The Pinellas Northeast site, located at the DOE Pinellas Plant in Largo, Florida, includes the East Pond and was identified as a Solid Waste Management Unit in a RCRA Facility Assessment conducted by EPA Region 4. The East Pond was excavated in 1968 and used as a borrow pit. The area was used to store construction debris and waste, including solvents, in drums and containers. In 1986 shallow groundwater at the site was determined to be contaminated with a variety of VOCs . The predominant contaminants at the site were TCE, methylene chloride, and 1,2-dichloroethene, detected at levels as high as 360,000 ppb, 1,200,000 ppb, and 58,000 ppb, respectively. Vinyl chloride and toluene were also detected at relatively high concentrations.

The groundwater pump and treat system at the site includes seven recovery wells connected to an air stripper. Effluent is discharged to a POTW. Because the aquifer is anaerobic and contains high levels of dissolved solids and iron, the extracted groundwater must be pretreated prior to the air stripper. The purpose of the demonstration was to determine if the pervaporation system would be able to treat the groundwater directly without pretreatment and would be able to concentrate contaminants in a condensate that could be recycled, thereby reducing waste disposal costs as well as air emissions.

The MTR PerVap™ pilot system was a self-contained, field transportable pervaporation system that had been adapted for use in removing organics from aqueous liquid streams.
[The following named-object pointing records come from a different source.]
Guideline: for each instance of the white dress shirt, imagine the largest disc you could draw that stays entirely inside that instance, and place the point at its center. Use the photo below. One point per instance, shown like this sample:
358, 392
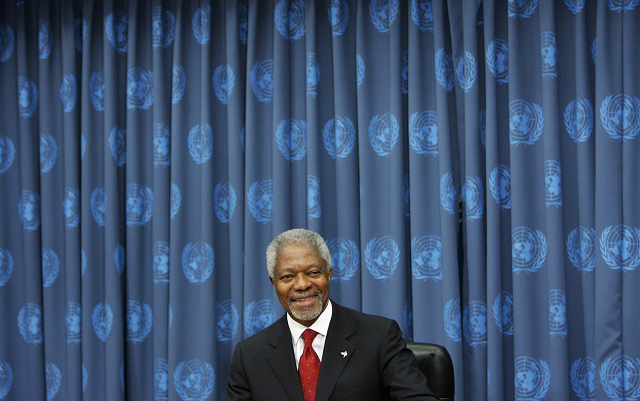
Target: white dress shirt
321, 326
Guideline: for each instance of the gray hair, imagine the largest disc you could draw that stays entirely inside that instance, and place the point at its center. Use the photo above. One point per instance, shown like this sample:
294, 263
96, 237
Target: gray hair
297, 235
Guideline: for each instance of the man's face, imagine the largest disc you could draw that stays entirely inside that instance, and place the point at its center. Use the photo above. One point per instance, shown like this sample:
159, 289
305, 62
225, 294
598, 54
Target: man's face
301, 282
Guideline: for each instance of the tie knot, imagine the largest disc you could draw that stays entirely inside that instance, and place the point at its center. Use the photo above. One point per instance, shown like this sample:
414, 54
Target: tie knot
308, 335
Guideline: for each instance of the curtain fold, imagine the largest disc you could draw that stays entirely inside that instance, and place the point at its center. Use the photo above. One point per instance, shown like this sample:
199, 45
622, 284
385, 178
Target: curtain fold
471, 164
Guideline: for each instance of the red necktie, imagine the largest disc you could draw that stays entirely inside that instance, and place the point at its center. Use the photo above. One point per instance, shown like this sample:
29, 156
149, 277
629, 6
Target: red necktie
309, 366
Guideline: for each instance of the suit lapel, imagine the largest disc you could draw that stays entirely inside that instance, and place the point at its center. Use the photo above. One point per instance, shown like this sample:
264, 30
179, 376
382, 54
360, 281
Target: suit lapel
334, 358
282, 360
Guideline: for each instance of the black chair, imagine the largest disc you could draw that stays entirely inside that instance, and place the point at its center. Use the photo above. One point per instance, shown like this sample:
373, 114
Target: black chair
435, 362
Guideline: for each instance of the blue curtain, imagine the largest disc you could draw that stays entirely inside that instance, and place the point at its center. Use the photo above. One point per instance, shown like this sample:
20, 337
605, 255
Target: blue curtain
473, 166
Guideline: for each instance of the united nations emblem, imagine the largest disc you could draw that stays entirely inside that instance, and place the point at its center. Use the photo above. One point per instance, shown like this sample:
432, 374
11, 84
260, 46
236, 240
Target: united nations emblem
227, 320
453, 319
473, 196
345, 258
314, 197
619, 246
312, 74
620, 116
291, 136
243, 22
581, 248
224, 199
583, 378
27, 97
529, 249
525, 122
497, 56
262, 80
161, 252
382, 256
194, 380
549, 51
68, 92
474, 323
339, 137
7, 154
223, 82
557, 313
117, 145
338, 16
500, 186
289, 19
116, 28
102, 320
160, 380
426, 258
178, 83
258, 315
139, 89
578, 119
139, 321
71, 207
522, 8
45, 39
384, 132
201, 24
620, 378
448, 194
503, 313
73, 323
30, 323
29, 209
175, 200
260, 200
50, 267
197, 261
161, 145
99, 205
96, 90
423, 132
360, 69
622, 5
405, 72
552, 183
467, 71
200, 143
48, 152
6, 266
532, 378
444, 69
139, 207
383, 13
422, 14
163, 24
53, 380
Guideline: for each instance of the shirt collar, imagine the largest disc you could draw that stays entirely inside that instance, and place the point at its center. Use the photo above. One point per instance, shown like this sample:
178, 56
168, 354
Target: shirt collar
321, 325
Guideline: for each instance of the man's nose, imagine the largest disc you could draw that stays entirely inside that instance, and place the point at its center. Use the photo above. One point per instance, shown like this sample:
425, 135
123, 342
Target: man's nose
302, 282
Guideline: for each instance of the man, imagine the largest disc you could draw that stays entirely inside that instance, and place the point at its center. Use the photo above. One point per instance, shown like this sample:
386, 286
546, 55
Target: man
348, 355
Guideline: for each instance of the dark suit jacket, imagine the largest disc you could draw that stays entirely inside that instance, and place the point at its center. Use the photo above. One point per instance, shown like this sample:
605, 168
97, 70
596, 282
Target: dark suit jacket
377, 365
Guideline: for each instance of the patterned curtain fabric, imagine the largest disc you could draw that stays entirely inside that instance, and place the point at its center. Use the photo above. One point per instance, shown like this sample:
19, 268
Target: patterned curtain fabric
472, 164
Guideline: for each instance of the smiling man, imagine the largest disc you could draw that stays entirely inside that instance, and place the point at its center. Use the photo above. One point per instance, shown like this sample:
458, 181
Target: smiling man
320, 350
Contaminated groundwater, pumped into a surge tank, was passed through a cloth filter into the 50 gallon process feed tank. The pervaporation cycle, begun when the feed tank was full, consisted of pumping a 50-gallon batch of water across a heater (to raise the temperature to 50 °C), through two membranes modules in series, then back to the feed tank. A vacuum was applied across the membrane modules creating a pressure gradient to facilitate the transfer of VOCs across the membranes. The resultant vapor stream or permeate (about 1,500 ml/batch) was then cooled to condense the liquid which was then sent to a chilled permeate storage container. The treated water was discharged to a POTW. The capacity of the pilot system was 1-2 gal/min and a typical pervaporation cycle was 1-2 hours. The residuals produced by the system were filters and permeate, which were disposed of as hazardous waste, and used membranes, which were returned to MTR.

Optimal operating parameters could not be established during the demonstration. Because of membrane clogging problems caused by precipitants from the groundwater, the removal efficiencies were highly variable during the demonstration. Several groundwater pretreatment methods were evaluated an attempt to alleviate the clogging, including nitrogen blanketing, adding a chelator, adding a dispersant, and changing the pH of the water. The use of a nitrogen blanketing and the dispersant produced the best results, but were not compatible with the existing groundwater treatment system. Therefore, while cost effective pretreatment was available, the applicability is subject to site- specific constraints. In addition, the POTW discharge limit was not achieved and the water was treated using the existing groundwater treatment system.